Después, cuando intentaba reponerme del sofocón de la vergüenza, mi padre me explicó que había hecho dos cosas graves: una, coger algo que no era mío, y otra, faltarle el respeto a una persona que estaba trabajando. Aquella lección se me grabó a fuego. Por eso una de las cosas que menos soporto es cruzarme con alguien que trata mal a quien le sirve.

Hace un par de días, me hirvió la sangre al leer que un diputado del PSOE en el Parlamento de Baleares había echado un rapapolvo chulesco a una camarera rumana que no entendía el catalán: "Vete a tu puto país", le dijo, y esa frase terrible revela sentimientos xenófobos muy preocupantes en un cargo público.

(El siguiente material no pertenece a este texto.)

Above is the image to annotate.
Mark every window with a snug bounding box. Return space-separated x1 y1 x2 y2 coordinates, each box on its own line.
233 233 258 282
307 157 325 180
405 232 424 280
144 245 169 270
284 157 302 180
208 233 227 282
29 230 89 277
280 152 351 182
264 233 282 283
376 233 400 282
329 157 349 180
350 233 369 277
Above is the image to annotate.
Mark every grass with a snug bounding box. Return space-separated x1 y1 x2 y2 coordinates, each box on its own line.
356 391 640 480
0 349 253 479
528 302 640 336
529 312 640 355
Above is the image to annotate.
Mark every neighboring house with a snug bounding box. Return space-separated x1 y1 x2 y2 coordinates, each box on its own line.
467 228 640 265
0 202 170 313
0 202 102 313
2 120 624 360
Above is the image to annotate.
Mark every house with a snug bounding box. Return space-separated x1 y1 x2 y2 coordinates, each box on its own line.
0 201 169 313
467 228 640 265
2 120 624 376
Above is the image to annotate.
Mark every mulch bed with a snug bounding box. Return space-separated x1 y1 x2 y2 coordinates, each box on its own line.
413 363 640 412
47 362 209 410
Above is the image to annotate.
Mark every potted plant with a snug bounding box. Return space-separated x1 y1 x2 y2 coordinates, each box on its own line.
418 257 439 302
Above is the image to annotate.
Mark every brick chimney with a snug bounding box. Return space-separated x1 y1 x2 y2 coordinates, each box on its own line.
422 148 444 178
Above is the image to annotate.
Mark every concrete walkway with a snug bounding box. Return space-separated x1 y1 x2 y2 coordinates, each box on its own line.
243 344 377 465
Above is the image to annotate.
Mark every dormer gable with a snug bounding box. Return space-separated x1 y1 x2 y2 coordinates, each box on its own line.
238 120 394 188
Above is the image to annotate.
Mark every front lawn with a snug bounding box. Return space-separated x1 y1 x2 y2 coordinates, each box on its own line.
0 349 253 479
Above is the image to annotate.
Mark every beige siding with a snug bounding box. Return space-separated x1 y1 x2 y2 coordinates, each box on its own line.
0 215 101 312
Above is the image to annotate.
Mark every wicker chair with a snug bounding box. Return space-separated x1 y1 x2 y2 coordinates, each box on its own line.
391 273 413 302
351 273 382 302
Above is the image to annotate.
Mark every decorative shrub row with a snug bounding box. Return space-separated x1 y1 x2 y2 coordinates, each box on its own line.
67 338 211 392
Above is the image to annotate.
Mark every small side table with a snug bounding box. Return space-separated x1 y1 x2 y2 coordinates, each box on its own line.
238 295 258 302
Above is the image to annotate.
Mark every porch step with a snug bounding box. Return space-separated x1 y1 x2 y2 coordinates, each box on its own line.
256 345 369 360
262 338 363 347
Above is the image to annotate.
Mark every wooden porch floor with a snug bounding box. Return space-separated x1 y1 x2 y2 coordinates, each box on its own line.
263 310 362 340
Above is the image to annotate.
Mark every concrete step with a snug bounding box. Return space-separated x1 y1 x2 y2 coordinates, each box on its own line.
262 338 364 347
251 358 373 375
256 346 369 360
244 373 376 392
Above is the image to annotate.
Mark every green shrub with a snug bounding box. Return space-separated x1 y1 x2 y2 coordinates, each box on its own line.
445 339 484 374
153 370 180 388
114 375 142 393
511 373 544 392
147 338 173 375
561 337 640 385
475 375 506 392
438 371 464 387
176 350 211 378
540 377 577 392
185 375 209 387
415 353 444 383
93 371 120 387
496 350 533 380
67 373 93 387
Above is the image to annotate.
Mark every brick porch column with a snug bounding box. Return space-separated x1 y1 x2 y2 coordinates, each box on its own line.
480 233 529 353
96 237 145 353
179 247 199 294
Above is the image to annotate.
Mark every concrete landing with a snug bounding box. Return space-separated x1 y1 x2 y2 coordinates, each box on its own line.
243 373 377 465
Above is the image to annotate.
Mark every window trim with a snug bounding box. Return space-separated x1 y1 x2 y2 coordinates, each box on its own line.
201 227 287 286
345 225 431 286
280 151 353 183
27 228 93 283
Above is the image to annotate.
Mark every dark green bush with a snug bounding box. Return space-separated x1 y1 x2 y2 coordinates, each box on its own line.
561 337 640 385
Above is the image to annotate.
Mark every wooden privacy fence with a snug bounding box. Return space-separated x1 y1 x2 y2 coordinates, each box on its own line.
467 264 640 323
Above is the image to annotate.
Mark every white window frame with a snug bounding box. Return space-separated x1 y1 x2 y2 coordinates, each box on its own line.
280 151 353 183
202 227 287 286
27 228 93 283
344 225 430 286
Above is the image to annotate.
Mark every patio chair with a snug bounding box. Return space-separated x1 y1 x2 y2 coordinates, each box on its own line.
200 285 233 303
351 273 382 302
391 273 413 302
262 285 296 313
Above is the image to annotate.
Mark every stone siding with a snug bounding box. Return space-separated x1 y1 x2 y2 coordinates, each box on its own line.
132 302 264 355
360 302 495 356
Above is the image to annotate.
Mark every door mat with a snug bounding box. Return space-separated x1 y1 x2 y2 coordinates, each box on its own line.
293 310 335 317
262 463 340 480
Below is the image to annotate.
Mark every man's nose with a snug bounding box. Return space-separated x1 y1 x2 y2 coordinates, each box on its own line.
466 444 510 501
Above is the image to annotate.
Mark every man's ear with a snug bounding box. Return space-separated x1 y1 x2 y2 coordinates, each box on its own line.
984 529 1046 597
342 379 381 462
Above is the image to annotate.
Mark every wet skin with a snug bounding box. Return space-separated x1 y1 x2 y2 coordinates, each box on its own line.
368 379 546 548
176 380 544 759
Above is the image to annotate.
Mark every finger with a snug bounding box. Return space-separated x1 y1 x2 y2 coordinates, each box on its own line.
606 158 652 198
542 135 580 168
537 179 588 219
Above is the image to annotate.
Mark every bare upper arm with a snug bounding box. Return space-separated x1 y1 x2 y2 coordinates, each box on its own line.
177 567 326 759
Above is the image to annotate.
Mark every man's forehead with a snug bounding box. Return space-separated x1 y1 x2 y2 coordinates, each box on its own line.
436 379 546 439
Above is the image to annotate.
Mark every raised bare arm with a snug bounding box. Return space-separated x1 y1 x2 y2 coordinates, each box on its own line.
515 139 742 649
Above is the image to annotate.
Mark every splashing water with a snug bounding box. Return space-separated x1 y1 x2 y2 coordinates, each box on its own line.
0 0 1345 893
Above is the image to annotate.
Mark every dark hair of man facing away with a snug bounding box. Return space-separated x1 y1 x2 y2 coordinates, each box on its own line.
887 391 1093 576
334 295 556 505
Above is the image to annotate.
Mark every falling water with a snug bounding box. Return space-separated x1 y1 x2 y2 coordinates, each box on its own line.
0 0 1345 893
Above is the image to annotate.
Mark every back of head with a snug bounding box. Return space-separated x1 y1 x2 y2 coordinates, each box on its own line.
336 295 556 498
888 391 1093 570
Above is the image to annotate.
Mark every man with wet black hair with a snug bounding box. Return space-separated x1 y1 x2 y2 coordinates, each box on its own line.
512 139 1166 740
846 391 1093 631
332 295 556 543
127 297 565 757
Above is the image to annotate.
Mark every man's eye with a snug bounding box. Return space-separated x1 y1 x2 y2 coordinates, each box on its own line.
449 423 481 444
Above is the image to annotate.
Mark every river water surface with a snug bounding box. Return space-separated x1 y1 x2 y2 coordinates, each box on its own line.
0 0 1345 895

Pero no voy a hablar de eso, sino de algo que no es menor: la tendencia intolerable del señorito que no le pasa ni media a quien le sirve el café con leche.

Me temo que Enric Casanova, que así se llama el individuo que maltrató a una pobre chica que a lo mejor se pasa catorce horas detrás de una barra cobrando una miseria, no hablaría en ese tono al director de una empresa o al rector de una universidad incapaz de entender el idioma que habla. Y no digo que al señor Casanova no le moleste que un ejecutivo no comprenda el castellano, o que no piense que todo aquel que no habla en catalán merece el exilio. Pero me da que sus exabruptos, su grosería, sus maneras de cromañón, las reserva para el que considera una inferior en la escala social.

Practicar la religión del desprecio es más cómodo cuando se trata de humillar al que no se puede permitir el lujo de revolverse. Si el diputado Casanova tiene un átomo de dignidad, si le queda un poco de vergüenza, debería volver a esa cafetería a pedir disculpas a la chica a la que ofendió de una forma tan innoble. Entiendo que no todo el mundo tuvo un padre como el mío, empeñado en enseñarme los límites de la decencia, pero nunca es tarde para aprender lo esencial: que no se puede ir por la vida ejerciendo de señorito. Y que aquel que nos sirve se merece, precisamente por eso, una dosis extra de respeto.